Weight Gain Between Births Raises Cesarean Risk
Women with a history of gestational diabetes have higher odds of cesarean delivery
FRIDAY, March 27 (HealthDay News) -- Women who have developed gestational diabetes in a prior pregnancy and have gained more than 10 pounds of weight between pregnancies are at increased risk for cesarean delivery of subsequent babies, according to a report published in the April issue of Obstetrics & Gynecology.

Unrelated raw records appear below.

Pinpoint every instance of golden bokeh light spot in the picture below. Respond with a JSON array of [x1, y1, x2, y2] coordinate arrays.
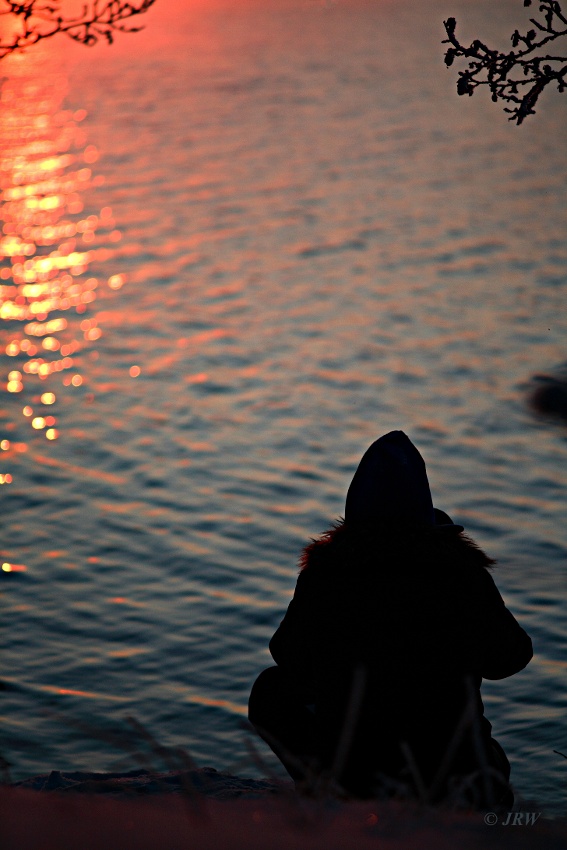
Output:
[[0, 66, 125, 450], [108, 274, 126, 289]]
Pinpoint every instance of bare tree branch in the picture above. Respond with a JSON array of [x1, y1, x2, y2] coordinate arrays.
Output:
[[0, 0, 155, 59], [443, 0, 567, 124]]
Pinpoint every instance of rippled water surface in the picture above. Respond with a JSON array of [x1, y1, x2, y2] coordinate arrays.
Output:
[[0, 0, 567, 813]]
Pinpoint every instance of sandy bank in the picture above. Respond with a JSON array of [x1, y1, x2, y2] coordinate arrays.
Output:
[[0, 768, 567, 850]]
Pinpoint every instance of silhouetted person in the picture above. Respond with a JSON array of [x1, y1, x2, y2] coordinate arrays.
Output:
[[249, 431, 533, 807]]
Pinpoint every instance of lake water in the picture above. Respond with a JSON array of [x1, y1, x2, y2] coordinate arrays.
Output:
[[0, 0, 567, 814]]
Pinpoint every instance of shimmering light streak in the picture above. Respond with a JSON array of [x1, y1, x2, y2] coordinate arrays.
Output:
[[0, 47, 125, 470]]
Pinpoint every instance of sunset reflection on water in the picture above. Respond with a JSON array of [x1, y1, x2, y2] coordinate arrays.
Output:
[[0, 50, 124, 470]]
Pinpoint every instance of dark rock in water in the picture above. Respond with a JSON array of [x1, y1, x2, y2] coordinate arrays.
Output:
[[528, 375, 567, 421], [12, 767, 289, 800]]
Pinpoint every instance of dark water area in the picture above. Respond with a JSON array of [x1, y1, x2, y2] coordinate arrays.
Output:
[[0, 0, 567, 814]]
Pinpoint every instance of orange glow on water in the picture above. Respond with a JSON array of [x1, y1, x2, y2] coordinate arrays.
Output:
[[2, 562, 27, 573], [0, 51, 125, 470]]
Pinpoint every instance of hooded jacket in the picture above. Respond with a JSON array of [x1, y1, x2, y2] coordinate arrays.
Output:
[[270, 521, 532, 793]]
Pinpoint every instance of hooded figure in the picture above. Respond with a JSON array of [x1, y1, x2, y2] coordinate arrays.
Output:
[[249, 431, 532, 807]]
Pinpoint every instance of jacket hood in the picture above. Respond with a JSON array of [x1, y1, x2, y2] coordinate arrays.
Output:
[[345, 431, 435, 527]]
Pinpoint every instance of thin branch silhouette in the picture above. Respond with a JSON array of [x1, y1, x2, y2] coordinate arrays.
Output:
[[442, 0, 567, 124], [0, 0, 155, 59]]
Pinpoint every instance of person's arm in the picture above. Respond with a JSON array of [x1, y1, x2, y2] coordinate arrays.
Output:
[[481, 571, 533, 679], [269, 573, 312, 684]]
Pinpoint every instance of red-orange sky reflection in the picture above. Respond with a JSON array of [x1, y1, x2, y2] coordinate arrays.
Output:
[[0, 48, 124, 476]]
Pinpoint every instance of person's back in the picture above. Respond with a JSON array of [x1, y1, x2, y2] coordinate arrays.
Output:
[[251, 432, 532, 798]]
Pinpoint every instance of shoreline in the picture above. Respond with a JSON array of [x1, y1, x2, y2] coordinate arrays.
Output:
[[0, 768, 567, 850]]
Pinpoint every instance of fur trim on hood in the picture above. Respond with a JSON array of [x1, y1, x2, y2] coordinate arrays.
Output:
[[299, 519, 496, 571]]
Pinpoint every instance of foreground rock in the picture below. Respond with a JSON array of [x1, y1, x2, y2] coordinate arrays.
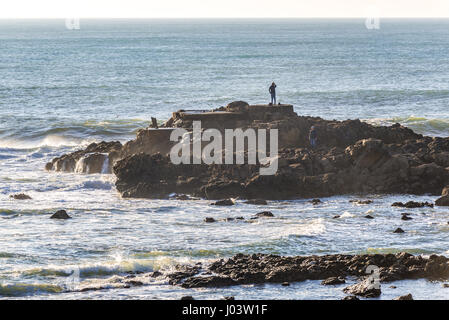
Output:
[[343, 278, 382, 298], [45, 141, 122, 174], [9, 193, 31, 200], [393, 293, 414, 300], [391, 201, 433, 209], [165, 252, 449, 297], [435, 196, 449, 207]]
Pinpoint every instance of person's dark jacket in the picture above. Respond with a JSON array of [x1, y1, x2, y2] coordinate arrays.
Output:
[[309, 129, 318, 140]]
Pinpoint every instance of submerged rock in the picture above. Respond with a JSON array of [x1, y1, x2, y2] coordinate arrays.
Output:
[[45, 141, 122, 174], [343, 278, 381, 298], [393, 293, 414, 300], [46, 102, 449, 199], [256, 211, 274, 218], [162, 252, 449, 290], [349, 200, 373, 204], [212, 199, 235, 206], [401, 213, 413, 221], [50, 210, 71, 220], [441, 186, 449, 197], [9, 193, 31, 200], [244, 199, 268, 206]]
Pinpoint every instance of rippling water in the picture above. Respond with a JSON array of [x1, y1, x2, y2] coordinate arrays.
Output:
[[0, 20, 449, 299]]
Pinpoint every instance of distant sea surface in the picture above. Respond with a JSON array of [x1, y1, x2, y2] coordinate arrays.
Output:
[[0, 19, 449, 299]]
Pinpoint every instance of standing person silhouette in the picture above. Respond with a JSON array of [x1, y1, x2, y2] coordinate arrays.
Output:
[[309, 126, 318, 149], [268, 82, 276, 105]]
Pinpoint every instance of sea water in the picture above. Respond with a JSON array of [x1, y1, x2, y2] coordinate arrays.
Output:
[[0, 19, 449, 299]]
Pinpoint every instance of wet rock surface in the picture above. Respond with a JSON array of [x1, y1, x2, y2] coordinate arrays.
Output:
[[391, 201, 433, 209], [161, 252, 449, 297], [435, 196, 449, 207], [50, 210, 71, 220], [46, 101, 449, 200], [343, 278, 382, 298]]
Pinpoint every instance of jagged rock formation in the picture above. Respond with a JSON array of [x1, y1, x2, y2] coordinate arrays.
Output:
[[45, 141, 122, 174], [47, 101, 449, 199], [165, 252, 449, 290]]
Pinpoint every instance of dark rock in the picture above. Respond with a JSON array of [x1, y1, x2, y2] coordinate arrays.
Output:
[[41, 101, 449, 199], [441, 186, 449, 197], [175, 194, 190, 201], [126, 280, 143, 287], [50, 210, 71, 220], [150, 271, 163, 278], [401, 213, 413, 221], [349, 200, 373, 204], [9, 193, 31, 200], [212, 199, 235, 206], [244, 199, 268, 206], [343, 278, 381, 298], [393, 293, 413, 300], [166, 252, 449, 290], [321, 277, 346, 286], [45, 141, 122, 173], [435, 196, 449, 207], [256, 211, 274, 218], [181, 276, 238, 288], [391, 201, 433, 209]]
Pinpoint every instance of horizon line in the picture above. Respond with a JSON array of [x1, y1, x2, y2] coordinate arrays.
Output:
[[4, 16, 449, 20]]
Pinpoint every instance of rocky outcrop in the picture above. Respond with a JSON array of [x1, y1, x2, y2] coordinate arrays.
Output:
[[46, 101, 449, 200], [435, 196, 449, 207], [50, 210, 71, 220], [393, 293, 414, 301], [166, 252, 449, 290], [343, 278, 382, 298], [114, 139, 449, 200], [45, 141, 122, 174]]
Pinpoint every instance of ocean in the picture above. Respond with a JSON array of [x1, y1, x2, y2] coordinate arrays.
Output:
[[0, 19, 449, 299]]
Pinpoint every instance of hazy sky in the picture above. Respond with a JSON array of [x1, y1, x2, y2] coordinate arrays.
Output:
[[0, 0, 449, 18]]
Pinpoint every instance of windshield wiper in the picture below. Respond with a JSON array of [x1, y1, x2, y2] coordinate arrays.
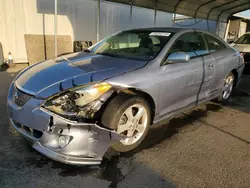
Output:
[[83, 49, 90, 53], [96, 52, 121, 57]]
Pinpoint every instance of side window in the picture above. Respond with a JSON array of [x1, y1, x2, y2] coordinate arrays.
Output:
[[111, 34, 140, 49], [205, 35, 226, 52], [169, 32, 209, 58]]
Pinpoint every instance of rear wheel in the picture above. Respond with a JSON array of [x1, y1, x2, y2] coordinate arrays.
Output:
[[101, 94, 151, 152]]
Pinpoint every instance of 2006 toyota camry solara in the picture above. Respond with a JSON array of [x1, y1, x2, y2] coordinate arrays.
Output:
[[8, 28, 244, 164]]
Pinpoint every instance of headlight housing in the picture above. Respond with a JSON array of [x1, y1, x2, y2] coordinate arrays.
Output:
[[42, 83, 112, 120]]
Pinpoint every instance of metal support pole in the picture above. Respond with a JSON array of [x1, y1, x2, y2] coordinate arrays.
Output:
[[154, 6, 157, 27], [129, 1, 133, 28], [54, 0, 57, 57], [96, 0, 101, 42], [224, 20, 230, 42]]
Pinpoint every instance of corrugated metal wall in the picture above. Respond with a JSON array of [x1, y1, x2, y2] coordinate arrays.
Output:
[[0, 0, 172, 62]]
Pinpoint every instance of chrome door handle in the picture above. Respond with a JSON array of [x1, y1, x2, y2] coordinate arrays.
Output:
[[207, 63, 214, 70]]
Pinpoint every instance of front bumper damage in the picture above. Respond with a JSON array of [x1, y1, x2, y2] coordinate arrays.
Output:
[[8, 85, 124, 165]]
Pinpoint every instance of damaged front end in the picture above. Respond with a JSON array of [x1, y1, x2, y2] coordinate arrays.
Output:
[[8, 83, 125, 165]]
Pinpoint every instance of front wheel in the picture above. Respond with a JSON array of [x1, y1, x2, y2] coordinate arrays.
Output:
[[101, 94, 151, 152], [218, 73, 235, 102]]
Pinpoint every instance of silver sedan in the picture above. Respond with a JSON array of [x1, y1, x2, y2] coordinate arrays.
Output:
[[8, 28, 244, 165]]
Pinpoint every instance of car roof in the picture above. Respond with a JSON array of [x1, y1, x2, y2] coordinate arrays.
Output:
[[128, 27, 194, 33]]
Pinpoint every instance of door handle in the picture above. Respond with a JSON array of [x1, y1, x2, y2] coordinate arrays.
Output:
[[207, 63, 214, 70]]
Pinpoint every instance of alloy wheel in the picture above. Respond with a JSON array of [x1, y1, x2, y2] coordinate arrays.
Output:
[[117, 104, 148, 145]]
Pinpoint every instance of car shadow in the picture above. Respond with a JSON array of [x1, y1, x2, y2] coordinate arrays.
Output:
[[121, 103, 222, 157]]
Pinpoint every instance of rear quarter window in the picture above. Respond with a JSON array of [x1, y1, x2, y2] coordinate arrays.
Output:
[[205, 34, 227, 52]]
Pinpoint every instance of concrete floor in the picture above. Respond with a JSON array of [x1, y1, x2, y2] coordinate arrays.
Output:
[[0, 67, 250, 188]]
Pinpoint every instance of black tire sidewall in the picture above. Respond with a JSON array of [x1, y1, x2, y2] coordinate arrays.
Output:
[[103, 97, 151, 152]]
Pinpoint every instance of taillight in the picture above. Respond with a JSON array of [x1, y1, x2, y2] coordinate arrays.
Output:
[[240, 52, 245, 63]]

Pathmaja Paramsothy, M.D., and colleagues at the University of Washington in Seattle, analyzed data on 2,753 women with gestational diabetes mellitus who had a vaginal delivery for their first pregnancy on record and who had at least one subsequent singleton birth.
The women's weight between births was categorized as more than 10 pounds of weight loss (10.9 percent of the women), weight gain or loss of no more than 10 pounds (54 percent), or weight gain over 10 pounds (35.1 percent), the authors note. Women in the weight gain group had an adjusted odds ratio of 1.70 for having a subsequent cesarean delivery, while women who lost weight had a 0.55 adjusted odds ratio for subsequent cesarean delivery, the researchers found.
"Decreasing the rate of cesarean delivery is an important step toward decreasing morbidity and mortality for neonates and mothers as well as decreasing health care costs," the authors write. "Obstetric and other medical providers should counsel women with gestational diabetes mellitus about not gaining excessive weight between pregnancies."